HONG KONG (Thomson Financial) - Hong Kong shares ended the morning session firmer on Thursday, interrupting a two-day decline, as investors bought export-related stocks on hopes the Federal Reserve would not raise interest rates this year.
The Fed on Tuesday kept its key rate unchanged at 2 percent and signalled rates may remain steady as the economy faces the risk of a further slowdown due to the housing and financial slump.
'Interest rates in the U.S. will remain flat for the rest of the year because the Fed is frightened by recession rather than by inflation,' said Peter Lai, director at DBS Vickers. 'While it (steady U.S. rates) will continue to support the market, there is some selling pressure on some stocks like Cathay Pacific, which keeps the market from rising further.'
The Hang Seng Index added 129.76 points or 0.6 percent to end the morning at 22,079.51, off a high of 22,424.54. Local financial markets were closed on Wednesday due to a severe tropical storm warning.
Fashion retailer Esprit Holdings, which has outlets overseas, rallied 4.1 percent to HK$83.30. Li & Fung, which supplies consumer goods to U.S. retailers like Wal-Mart, was up nearly 3 percent at HK$24.95.
Expectations that the mainland central bank will slow the appreciation of the yuan, the nation's currency, to boost growth also supported exporters.
After rising 2 percent at the opening, gains narrowed after a selloff in Cathay Pacific Airways, which slid 4.6 percent to HK$14.06.
Investors sold the stock after the company reported a HK$663 million loss, its first in five years, reversing a HK$2.6 billion net profit posted a year earlier. Three analysts in a Reuters poll predicted a HK$913 million profit for the airline.
Index heavyweight HSBC Holdings recovered from a 2.2 percent drop on Tuesday and rose nearly 2 percent to HK$129.00. Investors sold the stock after the lender reported a 28 percent drop in first-half profit .
HSBC's unit Hang Seng Bank, which posted a 2.2 percent rise in January-June profit, gained 2.3 percent to HK$158.00.
Cathay's loss highlighted the risks that the airline industry is facing from higher oil prices, which reached a peak of more than $147 a barrel on July 11.
The Hong Kong airline is considering raising its ticket prices to help offset rising fuel costs. Deutsche Bank has cut its rating on the stock to 'hold' from 'buy' and its earnings forecast for the year by 81 percent. Morgan Stanley, meanwhile, trimmed its price target on the airline to HK$12 from HK$13.
Cathay's parent Swire Pacific fell 1.1 percent to HK$78.15.
Other airlines also slumped. The mainland's top carrier China Southern Air lost 6.1 percent at HK$3.07, while smaller rival China Eastern Air tumbled almost 9 percent to HK$2.26.

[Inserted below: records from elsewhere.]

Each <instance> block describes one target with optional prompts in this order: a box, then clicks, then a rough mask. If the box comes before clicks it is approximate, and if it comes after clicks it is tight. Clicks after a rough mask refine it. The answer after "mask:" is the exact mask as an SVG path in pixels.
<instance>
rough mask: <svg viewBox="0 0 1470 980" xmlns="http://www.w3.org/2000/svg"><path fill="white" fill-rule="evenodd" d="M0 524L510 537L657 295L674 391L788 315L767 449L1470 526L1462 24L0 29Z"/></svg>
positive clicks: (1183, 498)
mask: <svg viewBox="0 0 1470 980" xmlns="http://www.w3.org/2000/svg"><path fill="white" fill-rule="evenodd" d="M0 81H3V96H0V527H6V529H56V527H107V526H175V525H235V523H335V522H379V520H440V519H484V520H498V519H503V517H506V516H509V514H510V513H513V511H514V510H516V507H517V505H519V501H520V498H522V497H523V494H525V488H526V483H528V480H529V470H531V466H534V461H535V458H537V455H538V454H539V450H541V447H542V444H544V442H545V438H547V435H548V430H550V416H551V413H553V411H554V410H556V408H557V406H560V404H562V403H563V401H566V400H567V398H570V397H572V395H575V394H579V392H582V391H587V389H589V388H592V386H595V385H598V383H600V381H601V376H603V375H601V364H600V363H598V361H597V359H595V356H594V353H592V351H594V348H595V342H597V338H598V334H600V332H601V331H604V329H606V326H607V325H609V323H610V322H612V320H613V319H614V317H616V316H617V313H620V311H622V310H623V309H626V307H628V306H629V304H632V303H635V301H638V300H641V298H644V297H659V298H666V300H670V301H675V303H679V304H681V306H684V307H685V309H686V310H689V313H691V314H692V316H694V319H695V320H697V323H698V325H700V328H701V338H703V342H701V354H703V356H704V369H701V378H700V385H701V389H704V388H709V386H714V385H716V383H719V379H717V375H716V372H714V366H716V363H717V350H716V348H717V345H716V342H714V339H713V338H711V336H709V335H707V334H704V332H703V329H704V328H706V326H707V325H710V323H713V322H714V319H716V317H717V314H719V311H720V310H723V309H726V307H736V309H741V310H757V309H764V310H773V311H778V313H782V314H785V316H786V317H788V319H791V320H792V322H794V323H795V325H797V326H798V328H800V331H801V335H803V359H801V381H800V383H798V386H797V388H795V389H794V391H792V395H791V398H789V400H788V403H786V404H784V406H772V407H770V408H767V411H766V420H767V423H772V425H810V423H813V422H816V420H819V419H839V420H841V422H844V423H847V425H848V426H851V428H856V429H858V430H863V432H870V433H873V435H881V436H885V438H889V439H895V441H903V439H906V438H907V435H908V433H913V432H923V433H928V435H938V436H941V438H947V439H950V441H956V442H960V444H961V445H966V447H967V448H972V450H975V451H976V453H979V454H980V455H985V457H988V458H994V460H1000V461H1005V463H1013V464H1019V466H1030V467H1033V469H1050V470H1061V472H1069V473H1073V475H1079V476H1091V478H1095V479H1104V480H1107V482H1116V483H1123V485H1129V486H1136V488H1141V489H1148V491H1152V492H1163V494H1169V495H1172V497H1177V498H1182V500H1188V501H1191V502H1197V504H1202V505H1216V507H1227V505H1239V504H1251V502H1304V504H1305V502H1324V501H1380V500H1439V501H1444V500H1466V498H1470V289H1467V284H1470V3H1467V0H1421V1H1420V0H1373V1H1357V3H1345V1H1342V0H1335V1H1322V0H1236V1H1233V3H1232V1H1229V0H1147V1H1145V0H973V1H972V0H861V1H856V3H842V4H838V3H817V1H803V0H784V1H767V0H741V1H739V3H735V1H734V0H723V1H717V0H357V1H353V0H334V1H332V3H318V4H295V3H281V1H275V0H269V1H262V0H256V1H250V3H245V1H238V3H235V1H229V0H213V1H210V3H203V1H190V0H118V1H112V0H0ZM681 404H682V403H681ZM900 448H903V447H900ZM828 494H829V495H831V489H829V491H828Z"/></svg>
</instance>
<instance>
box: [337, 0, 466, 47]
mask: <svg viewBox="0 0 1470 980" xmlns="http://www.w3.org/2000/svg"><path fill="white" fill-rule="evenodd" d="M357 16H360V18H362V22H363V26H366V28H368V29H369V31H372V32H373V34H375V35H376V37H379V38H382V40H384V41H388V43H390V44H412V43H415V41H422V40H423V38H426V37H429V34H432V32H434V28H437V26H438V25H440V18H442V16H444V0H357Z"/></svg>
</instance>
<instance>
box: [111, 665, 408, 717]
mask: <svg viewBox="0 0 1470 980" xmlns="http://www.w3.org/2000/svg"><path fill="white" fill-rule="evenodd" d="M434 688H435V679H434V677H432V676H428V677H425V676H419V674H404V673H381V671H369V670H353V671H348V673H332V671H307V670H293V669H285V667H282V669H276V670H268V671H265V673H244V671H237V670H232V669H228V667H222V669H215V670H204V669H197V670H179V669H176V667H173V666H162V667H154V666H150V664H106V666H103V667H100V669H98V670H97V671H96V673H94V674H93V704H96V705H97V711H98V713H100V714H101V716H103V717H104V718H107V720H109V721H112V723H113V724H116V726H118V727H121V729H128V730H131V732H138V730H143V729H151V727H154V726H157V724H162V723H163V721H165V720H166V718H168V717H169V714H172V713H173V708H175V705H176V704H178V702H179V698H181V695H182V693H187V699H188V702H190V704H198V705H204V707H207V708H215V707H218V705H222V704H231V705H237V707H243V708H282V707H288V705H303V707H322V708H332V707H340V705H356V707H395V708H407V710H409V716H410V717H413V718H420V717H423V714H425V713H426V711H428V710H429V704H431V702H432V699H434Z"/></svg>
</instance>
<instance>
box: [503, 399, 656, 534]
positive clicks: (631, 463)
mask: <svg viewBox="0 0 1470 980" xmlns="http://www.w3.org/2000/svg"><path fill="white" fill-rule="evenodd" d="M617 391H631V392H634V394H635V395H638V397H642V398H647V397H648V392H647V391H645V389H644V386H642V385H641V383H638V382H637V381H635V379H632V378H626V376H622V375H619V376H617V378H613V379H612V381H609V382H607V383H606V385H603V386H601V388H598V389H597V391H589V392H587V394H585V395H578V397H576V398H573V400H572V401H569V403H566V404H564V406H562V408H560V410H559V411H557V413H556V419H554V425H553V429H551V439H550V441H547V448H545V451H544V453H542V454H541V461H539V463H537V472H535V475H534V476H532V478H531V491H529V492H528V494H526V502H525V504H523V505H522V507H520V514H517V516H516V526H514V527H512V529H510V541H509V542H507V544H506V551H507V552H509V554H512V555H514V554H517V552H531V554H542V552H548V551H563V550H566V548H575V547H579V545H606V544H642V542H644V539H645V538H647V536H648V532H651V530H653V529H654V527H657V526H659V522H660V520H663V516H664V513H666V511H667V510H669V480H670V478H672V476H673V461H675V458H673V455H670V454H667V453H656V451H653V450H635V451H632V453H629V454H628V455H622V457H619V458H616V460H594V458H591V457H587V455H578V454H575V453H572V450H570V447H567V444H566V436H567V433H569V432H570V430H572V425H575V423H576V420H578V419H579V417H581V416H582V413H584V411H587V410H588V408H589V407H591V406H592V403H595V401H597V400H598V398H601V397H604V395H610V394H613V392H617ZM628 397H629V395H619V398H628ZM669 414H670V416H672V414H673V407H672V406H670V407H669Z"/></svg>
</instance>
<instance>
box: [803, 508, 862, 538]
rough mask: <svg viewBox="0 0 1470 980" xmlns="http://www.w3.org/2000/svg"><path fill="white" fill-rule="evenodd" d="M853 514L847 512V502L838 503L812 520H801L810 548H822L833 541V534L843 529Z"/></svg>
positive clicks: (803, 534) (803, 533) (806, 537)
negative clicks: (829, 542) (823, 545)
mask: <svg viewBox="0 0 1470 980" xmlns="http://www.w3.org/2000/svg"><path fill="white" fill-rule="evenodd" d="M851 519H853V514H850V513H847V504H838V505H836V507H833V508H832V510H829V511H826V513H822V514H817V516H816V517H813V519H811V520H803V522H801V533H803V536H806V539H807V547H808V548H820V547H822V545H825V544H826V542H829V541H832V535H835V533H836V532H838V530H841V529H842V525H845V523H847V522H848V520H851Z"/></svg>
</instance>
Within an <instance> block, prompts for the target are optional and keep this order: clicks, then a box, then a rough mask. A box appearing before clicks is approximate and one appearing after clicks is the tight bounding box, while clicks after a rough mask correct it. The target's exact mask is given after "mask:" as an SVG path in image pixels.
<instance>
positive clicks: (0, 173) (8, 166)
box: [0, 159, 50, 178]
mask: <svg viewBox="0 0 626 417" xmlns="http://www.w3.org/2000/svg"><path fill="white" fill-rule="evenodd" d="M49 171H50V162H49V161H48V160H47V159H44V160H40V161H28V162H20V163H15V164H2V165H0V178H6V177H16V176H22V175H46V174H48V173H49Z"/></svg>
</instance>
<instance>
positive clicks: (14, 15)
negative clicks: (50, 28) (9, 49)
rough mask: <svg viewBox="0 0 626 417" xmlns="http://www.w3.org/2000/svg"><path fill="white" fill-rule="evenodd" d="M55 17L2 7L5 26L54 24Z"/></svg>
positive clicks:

Lenovo, China's largest PC maker, fell 1.7 percent to HK$5.29 ahead of the company's first-quarter to June results announcement later in the day.
China's top lender Industrial and Commercial Bank of China was unchanged at HK$5.74. The lender said Wednesday that theFederal Reserve Board has approved its application to establish a branch in New York and will be allowed to engage in wholesale deposit-taking, lending, trade finance and other banking services.
China Shipping Container Lines Co. retreated 5.8 percent to HK$2.13 after the No.2 container shipping line on the mainland announced a deal to acquire assets from its parent.
Other shippers were also lower on higher oil prices and falling demand due to the global economic slowdown. China Shipping Development tumbled 5.8 percent to HK$20.95 and China Cosco slid 6.5 percent to HK$15.48.
Hong Kong's fifth-largest lender Bank of East Asia extended its losses and dropped a further 2.1 percent to HK$32.50. The bank plunged 8.3 percent on Tuesday after announcing a worse-than-forecast 52 percent decline in first-half profit.